But the question is...how can I mitigate this in the future?

Well, clearly it would help if I was using the ELM all the time, instead of the Gidometer. If I'd seen my pack was either out of balance already before leaving home, or noticed that it was edging towards becoming unbalanced at the mid-point, I might have been able to do something about it. But I do have my issues with the Android device - the first of which is I find it difficult to read the screen while wearing polarized glasses. Perhaps an OBDII splitter might be the answer to that (if there is such a thing?), so I can keep both devices going at once.

But the bigger question is...what exactly can I do if I found my pack appeared to be badly out of balance? Would any charging event attempt to re-balance it, assuming the BMS sees the imbalance (and hopefully it would!)?
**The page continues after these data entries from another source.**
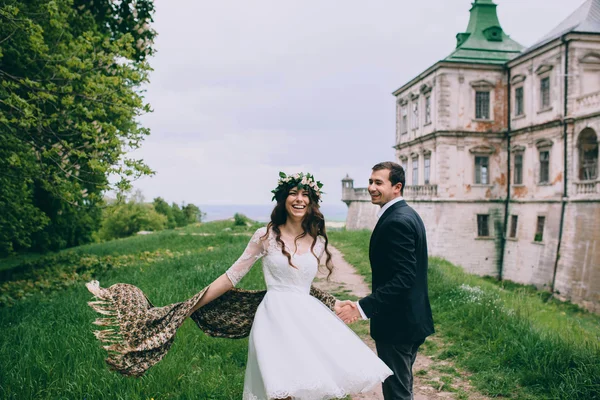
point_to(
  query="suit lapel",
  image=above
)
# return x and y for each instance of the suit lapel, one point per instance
(385, 215)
Would it need to be a charging event from a relatively low SOC? Would I have to just tough it out until the next time the BMS decides a rebalance is needed or could I force the BMS to rebalance?
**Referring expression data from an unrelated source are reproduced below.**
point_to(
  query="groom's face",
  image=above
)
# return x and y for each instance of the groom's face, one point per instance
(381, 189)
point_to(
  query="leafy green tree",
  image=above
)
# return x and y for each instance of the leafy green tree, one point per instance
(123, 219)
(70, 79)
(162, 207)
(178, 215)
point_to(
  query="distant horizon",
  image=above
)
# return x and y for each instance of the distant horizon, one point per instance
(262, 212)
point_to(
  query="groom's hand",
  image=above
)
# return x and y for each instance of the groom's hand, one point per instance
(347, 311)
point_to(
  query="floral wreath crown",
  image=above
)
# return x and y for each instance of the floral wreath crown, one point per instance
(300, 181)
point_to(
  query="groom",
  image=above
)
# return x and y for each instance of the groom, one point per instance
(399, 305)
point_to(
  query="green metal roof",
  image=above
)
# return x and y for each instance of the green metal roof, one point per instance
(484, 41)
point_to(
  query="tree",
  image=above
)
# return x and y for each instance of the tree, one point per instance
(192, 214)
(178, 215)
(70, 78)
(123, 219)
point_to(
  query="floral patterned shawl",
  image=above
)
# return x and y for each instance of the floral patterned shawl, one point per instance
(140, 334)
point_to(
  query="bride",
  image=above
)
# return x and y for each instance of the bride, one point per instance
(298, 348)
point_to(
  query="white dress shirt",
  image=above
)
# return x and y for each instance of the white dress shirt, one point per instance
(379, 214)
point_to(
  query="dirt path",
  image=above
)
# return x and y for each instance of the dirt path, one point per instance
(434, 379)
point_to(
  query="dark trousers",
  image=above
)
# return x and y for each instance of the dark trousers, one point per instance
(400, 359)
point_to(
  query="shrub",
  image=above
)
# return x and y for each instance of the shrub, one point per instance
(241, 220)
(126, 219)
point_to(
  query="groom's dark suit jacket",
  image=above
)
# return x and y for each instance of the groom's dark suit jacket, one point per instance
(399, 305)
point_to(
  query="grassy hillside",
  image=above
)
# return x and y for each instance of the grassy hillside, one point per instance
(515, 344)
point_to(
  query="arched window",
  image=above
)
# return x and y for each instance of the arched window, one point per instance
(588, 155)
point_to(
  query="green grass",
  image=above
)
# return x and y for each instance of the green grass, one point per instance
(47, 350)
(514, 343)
Edit: Oh, one nugget I can give you is that my pack "seems" to be more out of balance on Mondays, especially after it's sat at a relatively low SOC all weekend because I haven't needed to use it.
 
mwalsh said:
But I do have my issues with the Android device - the first of which is I find it difficult to read the screen while wearing polarized glasses. Perhaps an OBDII splitter might be the answer to that (if there is such a thing?), so I can keep both devices going at once.
I tried to run two devices at once with a splitter. Didn't work and was told I shouldn't do that. My suggestion: Get the LeafDD. You can easily read Gids and pack temperature on screen 1 (even with polaroids on), can switch to screen 3 to see max, min and average cell voltages.

But the bigger question is...what exactly can I do if I found my pack appeared to be badly out of balance? Would any charging event attempt to re-balance it, assuming the BMS sees the imbalance (and hopefully it would!)?
Apparently it is balancing all the time, but the best balance if you need the full range is to charge to 100% and keep the charging going for several hours afterward, during which time it should balance. It may also be that the pack is out of balance because you have a weak cell which is exposed at low SOC. What is the balance like at 80% or 100% charge?
 
How often do you see LBW ?

How often do you see VLBW ?

Do you normally charge with L1 or with L2 ?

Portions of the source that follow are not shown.